“Currently, Portugal produces 160 percent of the oil it needs and this means that we have a very large export capacity,” said the minister.
This year, Portugal is expected to “reach the historical maximum of €600 million in olive oil exports”, added Maria do Céu Antunes.
“It is a fundamental value for us to reduce our trade deficit”, she said while stressing that the olive and olive oil sector has “great vitality” and “great dynamics, whether in a more competitive production”, in the case of intensive olive groves, “but also in a more traditional production”.
The official argued that this agricultural sector “is capable of keeping people in the territories”, not only in the area that concerns production itself, “but also in related sectors, such as tourism [and] gastronomy”.
“We are working with the sector, universities and polytechnics, to guarantee the information necessary to show the vitality of this sector and its contribution in the three dimensions of social enhancement, for the stimulation of the economy and also for the preservation of environmental values ??”, she said.

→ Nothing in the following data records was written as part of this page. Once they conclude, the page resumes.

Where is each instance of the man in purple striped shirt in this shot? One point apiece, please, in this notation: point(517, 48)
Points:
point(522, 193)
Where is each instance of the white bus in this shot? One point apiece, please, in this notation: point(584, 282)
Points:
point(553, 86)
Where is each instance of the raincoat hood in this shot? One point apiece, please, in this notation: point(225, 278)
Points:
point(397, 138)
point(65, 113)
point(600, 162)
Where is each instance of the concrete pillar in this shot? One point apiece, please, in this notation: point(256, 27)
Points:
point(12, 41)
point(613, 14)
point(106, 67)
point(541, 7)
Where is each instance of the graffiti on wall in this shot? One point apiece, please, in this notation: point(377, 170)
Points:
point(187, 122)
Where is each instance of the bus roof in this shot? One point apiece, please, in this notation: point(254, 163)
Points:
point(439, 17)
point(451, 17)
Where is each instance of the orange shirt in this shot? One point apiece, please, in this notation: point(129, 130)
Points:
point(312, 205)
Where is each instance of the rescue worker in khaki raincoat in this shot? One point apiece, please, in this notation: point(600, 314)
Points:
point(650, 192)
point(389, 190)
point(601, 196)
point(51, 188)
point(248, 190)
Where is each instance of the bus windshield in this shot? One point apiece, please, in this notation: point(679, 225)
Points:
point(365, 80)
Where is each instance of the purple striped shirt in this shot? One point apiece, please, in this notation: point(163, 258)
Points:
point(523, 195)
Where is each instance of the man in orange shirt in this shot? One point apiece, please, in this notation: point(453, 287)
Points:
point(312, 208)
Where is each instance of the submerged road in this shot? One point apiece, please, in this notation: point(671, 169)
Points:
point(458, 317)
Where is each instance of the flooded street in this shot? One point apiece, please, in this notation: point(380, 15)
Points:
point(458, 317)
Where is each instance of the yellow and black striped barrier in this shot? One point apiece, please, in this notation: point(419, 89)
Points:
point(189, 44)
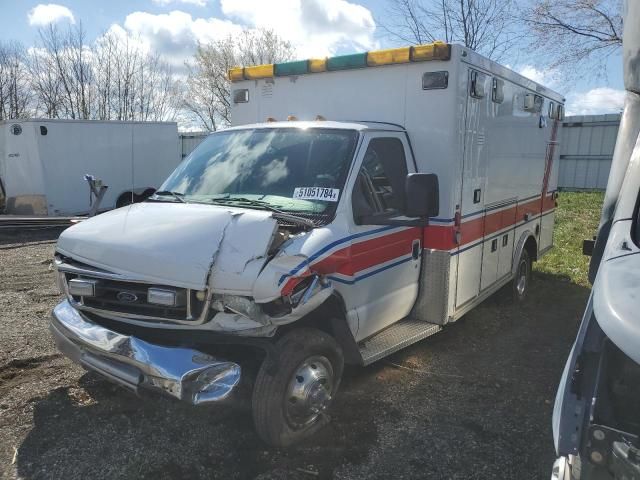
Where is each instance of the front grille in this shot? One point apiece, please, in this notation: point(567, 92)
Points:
point(130, 298)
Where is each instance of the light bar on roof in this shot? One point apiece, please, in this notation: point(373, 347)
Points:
point(417, 53)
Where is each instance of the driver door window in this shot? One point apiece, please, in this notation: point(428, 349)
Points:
point(379, 188)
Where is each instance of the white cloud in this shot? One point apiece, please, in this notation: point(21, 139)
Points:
point(595, 101)
point(314, 27)
point(176, 34)
point(197, 3)
point(42, 15)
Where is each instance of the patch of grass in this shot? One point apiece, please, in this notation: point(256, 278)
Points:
point(577, 218)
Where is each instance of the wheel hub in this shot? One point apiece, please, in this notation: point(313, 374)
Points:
point(309, 392)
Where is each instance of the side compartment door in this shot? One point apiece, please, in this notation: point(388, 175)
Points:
point(506, 240)
point(384, 259)
point(549, 187)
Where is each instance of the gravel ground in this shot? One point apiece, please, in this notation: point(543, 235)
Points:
point(473, 401)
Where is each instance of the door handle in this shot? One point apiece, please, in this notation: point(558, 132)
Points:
point(415, 249)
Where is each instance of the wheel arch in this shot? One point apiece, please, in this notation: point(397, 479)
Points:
point(331, 318)
point(528, 242)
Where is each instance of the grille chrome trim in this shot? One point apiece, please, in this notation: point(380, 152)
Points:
point(87, 272)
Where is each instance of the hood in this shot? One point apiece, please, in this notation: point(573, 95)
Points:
point(174, 243)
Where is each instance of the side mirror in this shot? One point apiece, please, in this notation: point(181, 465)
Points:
point(422, 195)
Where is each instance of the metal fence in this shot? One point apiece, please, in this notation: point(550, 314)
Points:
point(189, 141)
point(586, 150)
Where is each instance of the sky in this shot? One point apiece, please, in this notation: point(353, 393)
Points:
point(314, 27)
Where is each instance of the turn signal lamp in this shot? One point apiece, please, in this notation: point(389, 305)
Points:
point(431, 51)
point(236, 74)
point(258, 71)
point(417, 53)
point(387, 57)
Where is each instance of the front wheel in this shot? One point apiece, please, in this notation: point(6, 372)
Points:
point(290, 403)
point(522, 278)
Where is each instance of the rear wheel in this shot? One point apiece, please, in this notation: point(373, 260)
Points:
point(522, 277)
point(290, 403)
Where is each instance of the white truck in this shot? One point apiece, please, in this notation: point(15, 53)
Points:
point(359, 204)
point(43, 163)
point(596, 416)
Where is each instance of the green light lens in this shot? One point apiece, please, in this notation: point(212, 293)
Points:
point(343, 62)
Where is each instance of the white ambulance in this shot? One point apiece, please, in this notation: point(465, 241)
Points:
point(358, 205)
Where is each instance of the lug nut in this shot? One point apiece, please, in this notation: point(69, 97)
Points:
point(596, 457)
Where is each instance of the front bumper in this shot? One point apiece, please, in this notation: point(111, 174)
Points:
point(188, 375)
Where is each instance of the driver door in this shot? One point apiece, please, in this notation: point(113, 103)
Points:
point(384, 259)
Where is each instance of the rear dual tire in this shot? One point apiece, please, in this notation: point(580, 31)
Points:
point(522, 278)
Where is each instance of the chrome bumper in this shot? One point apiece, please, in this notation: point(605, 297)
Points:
point(186, 374)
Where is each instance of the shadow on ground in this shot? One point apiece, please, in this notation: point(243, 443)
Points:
point(474, 401)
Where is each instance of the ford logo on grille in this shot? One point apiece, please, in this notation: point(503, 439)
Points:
point(127, 297)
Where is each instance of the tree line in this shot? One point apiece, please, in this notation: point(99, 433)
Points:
point(115, 78)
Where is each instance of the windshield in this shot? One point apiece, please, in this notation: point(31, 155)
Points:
point(291, 169)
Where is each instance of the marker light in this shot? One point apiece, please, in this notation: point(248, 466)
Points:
point(317, 65)
point(258, 71)
point(431, 51)
point(236, 74)
point(386, 57)
point(82, 287)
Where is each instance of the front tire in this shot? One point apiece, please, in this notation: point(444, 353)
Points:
point(290, 403)
point(522, 278)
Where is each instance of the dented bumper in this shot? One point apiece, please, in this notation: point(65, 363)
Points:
point(183, 373)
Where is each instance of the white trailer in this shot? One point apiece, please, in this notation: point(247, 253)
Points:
point(359, 204)
point(43, 163)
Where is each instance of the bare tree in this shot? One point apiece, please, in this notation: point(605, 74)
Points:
point(15, 95)
point(486, 26)
point(70, 59)
point(575, 34)
point(208, 90)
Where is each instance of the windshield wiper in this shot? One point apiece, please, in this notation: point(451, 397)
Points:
point(177, 195)
point(266, 206)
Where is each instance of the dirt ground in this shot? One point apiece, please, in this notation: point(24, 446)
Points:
point(473, 401)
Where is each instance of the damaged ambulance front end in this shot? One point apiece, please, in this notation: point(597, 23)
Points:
point(218, 257)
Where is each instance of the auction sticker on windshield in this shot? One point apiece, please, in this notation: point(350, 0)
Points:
point(316, 193)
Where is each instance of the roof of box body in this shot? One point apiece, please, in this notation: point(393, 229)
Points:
point(346, 125)
point(417, 53)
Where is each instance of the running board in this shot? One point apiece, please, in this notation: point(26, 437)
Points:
point(398, 336)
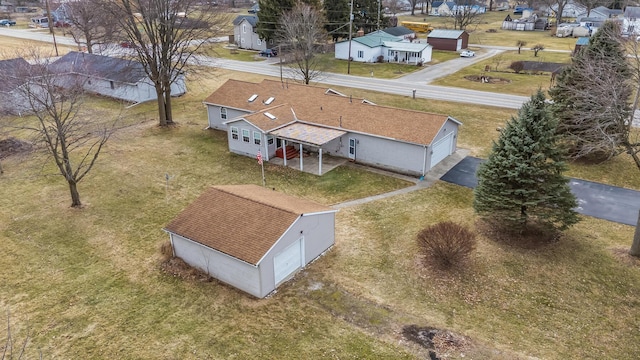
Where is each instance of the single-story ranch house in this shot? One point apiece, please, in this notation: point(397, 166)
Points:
point(275, 118)
point(382, 45)
point(113, 77)
point(251, 237)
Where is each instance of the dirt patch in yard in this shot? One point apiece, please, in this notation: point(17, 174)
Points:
point(487, 79)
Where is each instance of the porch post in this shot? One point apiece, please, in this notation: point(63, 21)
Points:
point(284, 151)
point(301, 167)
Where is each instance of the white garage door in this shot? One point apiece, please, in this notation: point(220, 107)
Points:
point(288, 261)
point(441, 149)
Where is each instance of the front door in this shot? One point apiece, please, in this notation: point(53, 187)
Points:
point(352, 148)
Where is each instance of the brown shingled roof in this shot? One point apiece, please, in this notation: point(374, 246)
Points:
point(311, 104)
point(243, 221)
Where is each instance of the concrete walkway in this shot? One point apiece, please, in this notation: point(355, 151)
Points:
point(430, 178)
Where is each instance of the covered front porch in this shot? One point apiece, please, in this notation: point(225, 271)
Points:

Olivum - Southern Olive Growers’ Association has already announced that Portugal, the 8th largest olive oil producer in the world, should see a drop in production in the 2020/2021 olive growing campaign compared to the previous one and produce 100,000 tonnes.
The production prospects in Portugal this season point to “a decrease of 40,000 tonnes” compared to 2019/2020, when Portugal produced 140 thousand tons and “broke the record” of national oil production “of the last 80 years”, the executive director of Olivum, Gonçalo de Almeida Simões told Lusa news agency.
The Alentejo, the Portuguese region that represents about 75 percent of the national production of olive oil, should also register a decrease and produce 75,000 thousand tonnes of oil in the campaign that started in October, 25,000 tonnes less than the 100,000 produced in the previous season.
According to Gonçalo de Almeida Simões, the “positive data” this year is that the forecasts point to a “7 percent increase in the consumption of olive oil worldwide, which translates into an inversion of the trend of recent years”.